Amy Farr
- Born: 31 May 1982 (age 43) Warkworth, New Zealand
- Height: 1.83 m (6 ft 0 in)
- Weight: 75 kg (165 lb)

Rugby union career
- Position: Lock

Amateur team(s)
- Years: Team / Apps / (Points)
- Old Boys University /  / (0)

Provincial / State sides
- Years: Team / Apps / (Points)
- 2000–2002: North Harbour / 9 / (0)
- 2003: Manawatu / 4 / (0)
- 2004–2007: Wellington / 22 / (0)

International career
- Years: Team / Apps / (Points)
- 2007: New Zealand / 1 / (0)

= Amy Farr =

New Zealand rugby union player

Amy Farr (née Berthaut; born 31 May 1982) is a former New Zealand rugby union player.

== Rugby career ==
Farr was part of the Wellington Pride squad for the 2006 Women's Provincial Championship season.
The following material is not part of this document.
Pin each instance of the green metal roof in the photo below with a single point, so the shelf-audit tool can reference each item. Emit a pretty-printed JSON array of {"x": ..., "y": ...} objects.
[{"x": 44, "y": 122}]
She is Black Fern Number 147. She was selected in the Black Ferns 26-member squad for their two tests against Australia. Farr made her only appearance for the Black Ferns against the Wallaroos on 20 October 2007 at Porirua. She moved to Switzerland at the end of 2007.

Farr coached the CERN Wildcats women's side. She worked for the European Respiratory Society, helping distribute ventilators for the COVID-19 pandemic.